I know its not technically a product but it always feels like these sorts of schemes should be illegal tying. Can’t make an iOS app without supporting safari? Should be illegal tying. Can’t use google maps without feeding google information about the wifi networks around you? Should be illegal tying.
Personally, I just decline that option and stay with regular GPS. I remember a time before GPS (or Glonass, or Galileo, etc) and I have to say, I think it's just amazing. (I also remember a time with "selected availability", and while I appreciate that that particular veil has been lifted, I am a little bit concerned with the amount of power this gives to the US military. While I am sure Google would be basically an organ of the US military during war, it still feels better that alternatives outside of military power exist).
edit: on my pixel this setting for 'google location' was hidden beneath a 'more settings' dropdown in the location setting page. I had no idea it was there. Definitely dark patterns of hiding settings they don't want you to know about.
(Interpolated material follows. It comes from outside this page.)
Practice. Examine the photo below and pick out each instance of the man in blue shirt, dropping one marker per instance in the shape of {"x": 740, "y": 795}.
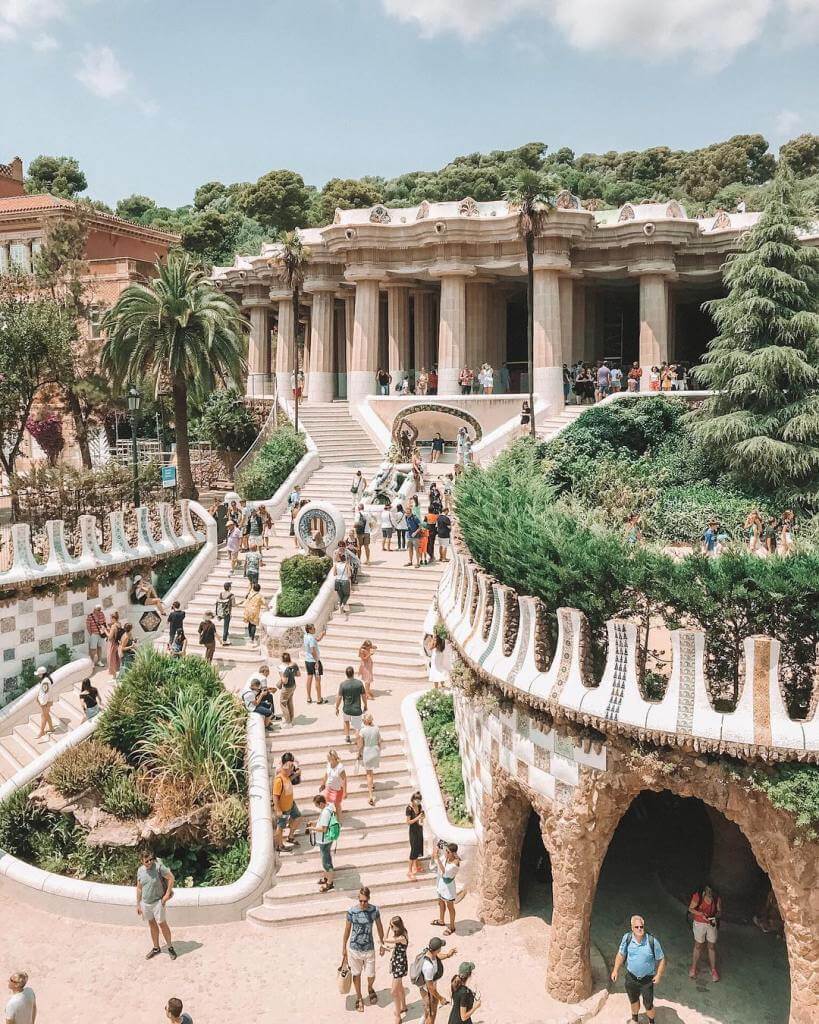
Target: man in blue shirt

Thanks.
The fact is that your ability to simply plug in a wifi router and use it with any devices you want, without having to coordinate with anyone or buy a SIM card or whatever else, comes with the understanding that anyone else can monitor your wifi network for any purpose (and in fact this is a requirement of the wifi standard). If monitoring someone's wifi transmissions required their explicitly approval, nobody would be able to use wifi -- every time you moved your phone from one place to another, you would first need permission from every wifi station operator to monitor their transmissions before your phone could use wifi (you would not even be able to join a network you had previously used, because doing so requires your phone to listen to beacons being transmitted by nearby APs).
But the intention of accessing your network for the purposes of choosing a network you're authorized to use is different from connecting to networks you know you do not have authorization to use, and then for a purpose that a reasonable person wouldn't expect would be assumed.
I.e. I think it's reasonable to expect that I grant permission to my neighbours and passers-by to access my network for the purpose of choosing their own network. I don't expect that they will be adding my address to a data-set.
And maybe individuals do speculatively connect to random networks, but that's different to doing it at an industrial scale.
You seem to be hung up on what is being done with the recorded beacons, but we are talking about the unlicensed band, so you have no reasonable expectations about what is being done by anyone. That is the point of the unlicensed band. It is meant to be a free-for-all, which is the only thing that is suitable for consumer applications (imagine if every phone, laptop, router, drone, microwave oven, baby monitor, etc. you purchased required you to get permission from everyone around you before it could be used).
I think it would be reasonable to have various restrictions on all kinds of large scale datasets, especially when they include data that is easy to connect to individuals, and especially when it was not compiled with their explicit (informed, opt-in) consent. This includes public information such as what I’m wearing, where I am at what times, when and where my wifi is on.
At least, IF you assume that e.g. "database copyright" serves a valid purpose, then you could make a similar case here that the collection of all these data points is qualitatively different from collecting any single data point.
Note: I used a capital "IF" up there because I do have issues with database copyright. But that's the world we live in...
They publicly advertise their face though, right?
Just the fact that information is available, it does not imply there is a consent for 3rd party to do anything with it.
> ALPRs on police cars
Government is usually exempt from those things or have license.